How does that even work technically? macOS doesn't support multiple cursors. On native Cocoa apps you can pass input to a window without raising via command+click so possibly they synthesized those events, but fewer and fewer apps support that these days. And AppleScript is basically dead, so they can't be using that either.
I also read they acquired the Sky team (who I think were former Apple employees). No wonder they were able to pull of something so slick.
I remember looking trying to build something like this 6 years ago[0]. There are some interesting APIs for injecting click/keystroke events directly into Cocoa, and other APIs for reading framebuffers for apps that aren't in the foreground.
In particular there was some prior art that I found for doing it from the OpenQwaQ project, which was a GPLv2 3D virtual world project in Squeak/Smalltalk started by Alan Kay[1] back in 2011.
If I recall correctly, it worked well for native apps, but didn't work well for Chromium/Electron apps because they would use an API for grabbing the global mouse position rather than reading coordinates from events.
Which specific ones though allow you to send input to a window without raising it? People have been trying to do "focus follows mouse [without auto raise]" for a long time on mac, and the synthetic event equivalent to command+click is the only discovered method I'm aware of, e.g. used in https://github.com/sbmpost/AutoRaise
There is also this old blog post by Yegge [1] which mentions `AXUIElementPostKeyboardEvent` but there were plenty of bugs with that, and I haven't seen anyone else build on it. I guess the modern equivalent is `CGEventPostToPSN`/`CGEventPostToPid`. I guess it's a good candidate though, perhaps the Sky team they acquired knows the right private APIs to use to get this working.
Edit: The thread at [2] also has some interesting tidbits, such as Automator.app having "Watch Me Do" which can also do this, and a CLI tool that claims to use the CGEventPostToPid API [3]. Maybe there's more ways to do it than I realized.
Could you elaborate on what you mean? My understanding of the Cocoa event loop was that ultimately everything is received as an NSEvent at the application layer (maybe that's wrong though).
Do you mean that you can just AXUIElementPerformAction once you have a reference to it and the OS will internally synthesize the right type of event, even if it's not in the foreground?

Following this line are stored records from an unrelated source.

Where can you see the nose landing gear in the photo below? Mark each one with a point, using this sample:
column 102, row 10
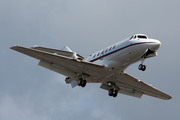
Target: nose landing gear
column 141, row 66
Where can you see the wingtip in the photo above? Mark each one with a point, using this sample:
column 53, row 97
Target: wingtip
column 14, row 47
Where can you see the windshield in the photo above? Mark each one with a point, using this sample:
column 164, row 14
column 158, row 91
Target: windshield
column 142, row 36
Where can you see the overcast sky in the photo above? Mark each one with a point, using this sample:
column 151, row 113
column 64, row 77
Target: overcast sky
column 30, row 92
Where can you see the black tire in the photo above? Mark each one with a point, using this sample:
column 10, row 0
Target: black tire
column 80, row 82
column 143, row 68
column 115, row 93
column 83, row 83
column 110, row 92
column 140, row 67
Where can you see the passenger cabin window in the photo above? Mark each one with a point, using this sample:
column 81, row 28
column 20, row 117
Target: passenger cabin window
column 142, row 37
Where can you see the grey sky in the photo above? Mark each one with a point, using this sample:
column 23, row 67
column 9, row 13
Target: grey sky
column 28, row 91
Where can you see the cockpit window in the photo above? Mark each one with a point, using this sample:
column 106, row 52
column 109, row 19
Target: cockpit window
column 142, row 37
column 131, row 37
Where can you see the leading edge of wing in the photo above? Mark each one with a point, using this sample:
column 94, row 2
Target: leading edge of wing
column 56, row 59
column 137, row 84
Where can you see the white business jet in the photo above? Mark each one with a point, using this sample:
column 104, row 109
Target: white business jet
column 106, row 66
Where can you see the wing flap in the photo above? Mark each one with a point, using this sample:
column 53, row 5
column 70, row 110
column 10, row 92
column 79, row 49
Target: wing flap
column 60, row 52
column 74, row 65
column 129, row 81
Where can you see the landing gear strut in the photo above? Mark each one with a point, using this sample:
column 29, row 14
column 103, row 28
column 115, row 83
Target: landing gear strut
column 82, row 82
column 141, row 66
column 113, row 92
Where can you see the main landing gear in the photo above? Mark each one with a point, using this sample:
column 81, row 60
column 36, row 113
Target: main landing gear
column 82, row 82
column 142, row 67
column 113, row 91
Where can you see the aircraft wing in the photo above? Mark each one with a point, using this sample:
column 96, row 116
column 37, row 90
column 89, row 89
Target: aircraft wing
column 134, row 87
column 73, row 65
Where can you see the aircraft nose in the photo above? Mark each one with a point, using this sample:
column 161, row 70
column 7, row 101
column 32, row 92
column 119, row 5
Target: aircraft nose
column 155, row 44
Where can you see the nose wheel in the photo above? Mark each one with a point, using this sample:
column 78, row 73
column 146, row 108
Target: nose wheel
column 142, row 67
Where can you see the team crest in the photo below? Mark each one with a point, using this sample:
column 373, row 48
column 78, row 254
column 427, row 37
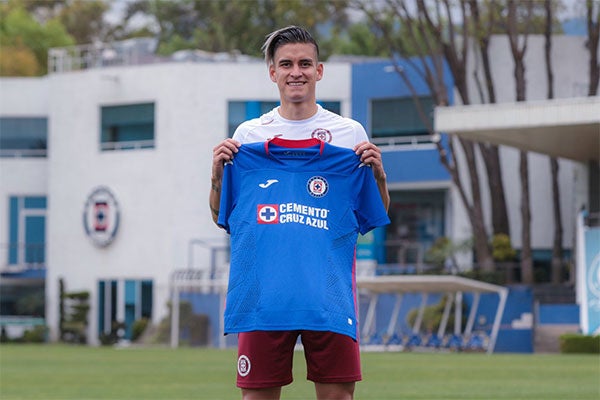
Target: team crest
column 101, row 216
column 244, row 365
column 322, row 134
column 317, row 186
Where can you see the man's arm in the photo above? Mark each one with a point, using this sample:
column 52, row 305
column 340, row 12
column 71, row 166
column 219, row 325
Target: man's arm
column 370, row 154
column 222, row 153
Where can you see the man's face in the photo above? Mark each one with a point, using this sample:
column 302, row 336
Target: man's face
column 296, row 70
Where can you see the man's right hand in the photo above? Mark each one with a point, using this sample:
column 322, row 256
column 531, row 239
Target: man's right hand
column 222, row 153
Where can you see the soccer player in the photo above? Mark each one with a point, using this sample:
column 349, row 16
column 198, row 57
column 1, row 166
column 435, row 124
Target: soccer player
column 333, row 359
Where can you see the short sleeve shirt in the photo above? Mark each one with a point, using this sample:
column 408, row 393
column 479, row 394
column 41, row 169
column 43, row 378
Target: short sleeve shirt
column 294, row 209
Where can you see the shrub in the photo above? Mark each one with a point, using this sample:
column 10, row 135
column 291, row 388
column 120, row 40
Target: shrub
column 577, row 343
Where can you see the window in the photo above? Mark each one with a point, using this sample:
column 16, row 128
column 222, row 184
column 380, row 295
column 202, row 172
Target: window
column 23, row 137
column 27, row 227
column 135, row 304
column 127, row 127
column 240, row 111
column 400, row 117
column 417, row 220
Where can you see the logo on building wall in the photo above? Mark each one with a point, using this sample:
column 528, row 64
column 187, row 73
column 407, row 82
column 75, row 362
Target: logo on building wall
column 101, row 216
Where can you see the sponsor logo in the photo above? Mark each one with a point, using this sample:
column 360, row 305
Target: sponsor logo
column 101, row 216
column 268, row 183
column 286, row 213
column 317, row 186
column 244, row 365
column 267, row 213
column 322, row 134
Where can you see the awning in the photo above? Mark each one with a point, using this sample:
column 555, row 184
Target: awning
column 567, row 128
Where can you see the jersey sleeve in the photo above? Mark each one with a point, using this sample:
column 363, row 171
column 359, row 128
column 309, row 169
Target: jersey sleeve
column 227, row 197
column 369, row 208
column 360, row 135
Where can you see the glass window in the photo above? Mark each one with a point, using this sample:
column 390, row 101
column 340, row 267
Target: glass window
column 23, row 137
column 400, row 117
column 240, row 111
column 27, row 230
column 417, row 220
column 127, row 127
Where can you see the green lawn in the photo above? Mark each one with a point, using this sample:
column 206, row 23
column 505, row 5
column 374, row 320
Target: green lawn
column 72, row 372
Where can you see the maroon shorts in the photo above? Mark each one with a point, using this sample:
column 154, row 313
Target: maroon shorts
column 265, row 358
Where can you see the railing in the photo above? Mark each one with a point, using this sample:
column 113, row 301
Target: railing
column 409, row 142
column 23, row 153
column 128, row 145
column 127, row 52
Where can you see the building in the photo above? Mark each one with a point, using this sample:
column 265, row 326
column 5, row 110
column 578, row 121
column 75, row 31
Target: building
column 106, row 164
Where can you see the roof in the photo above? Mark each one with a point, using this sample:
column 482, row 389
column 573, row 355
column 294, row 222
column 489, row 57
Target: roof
column 566, row 128
column 425, row 284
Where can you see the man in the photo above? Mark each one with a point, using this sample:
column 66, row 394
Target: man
column 292, row 59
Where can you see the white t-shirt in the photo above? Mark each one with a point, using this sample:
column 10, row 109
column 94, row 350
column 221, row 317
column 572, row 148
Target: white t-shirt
column 324, row 125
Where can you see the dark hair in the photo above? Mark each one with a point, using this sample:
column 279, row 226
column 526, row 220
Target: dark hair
column 289, row 34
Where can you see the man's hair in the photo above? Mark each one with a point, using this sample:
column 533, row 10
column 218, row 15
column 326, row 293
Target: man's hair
column 289, row 34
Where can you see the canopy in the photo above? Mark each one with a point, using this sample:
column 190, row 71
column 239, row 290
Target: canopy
column 567, row 128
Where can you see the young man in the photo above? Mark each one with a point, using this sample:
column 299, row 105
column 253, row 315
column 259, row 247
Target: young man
column 332, row 358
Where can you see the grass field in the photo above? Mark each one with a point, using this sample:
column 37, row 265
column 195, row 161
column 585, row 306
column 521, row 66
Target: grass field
column 49, row 372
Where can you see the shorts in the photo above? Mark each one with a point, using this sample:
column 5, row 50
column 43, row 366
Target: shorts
column 265, row 358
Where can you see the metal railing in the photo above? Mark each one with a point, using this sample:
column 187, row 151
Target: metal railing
column 126, row 52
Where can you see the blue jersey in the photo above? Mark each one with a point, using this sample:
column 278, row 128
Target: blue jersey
column 294, row 209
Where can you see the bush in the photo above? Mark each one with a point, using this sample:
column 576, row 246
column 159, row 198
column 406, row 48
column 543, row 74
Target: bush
column 36, row 335
column 577, row 343
column 138, row 328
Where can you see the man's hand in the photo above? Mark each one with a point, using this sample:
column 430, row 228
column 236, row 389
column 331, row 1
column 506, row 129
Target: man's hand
column 370, row 154
column 222, row 153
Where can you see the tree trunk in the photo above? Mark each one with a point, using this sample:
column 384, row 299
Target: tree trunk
column 490, row 152
column 557, row 253
column 518, row 52
column 526, row 259
column 593, row 28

yes you can do a lot background UI interaction using the AX APIs. Displaying a second cursor is also simple, just a borderless, transparent window that moves around.
For the few things you cannot achieve with the Accessibility API's there are ways to post events directly to an app - even though CGEventPostToPid is mostly broken when used on its own. These require a combination of CGEventPostToPid and CGEventTapCreateForPid. (I have done a lot of this stuff in my BetterTouchTool app)
Neat, good to know! And it does seem my mental model of event loop was broken. Accessibility related interactions don't have any related NSEvent.
They are handled as part of the "conceptual" run loop, but they seem to be dispatched internally by AXRuntime library from a callback off some mach port. And because of this, the call to nextEventMatchingEventMask in the main -[NSApplication run] loop never even sees any such NSEvent.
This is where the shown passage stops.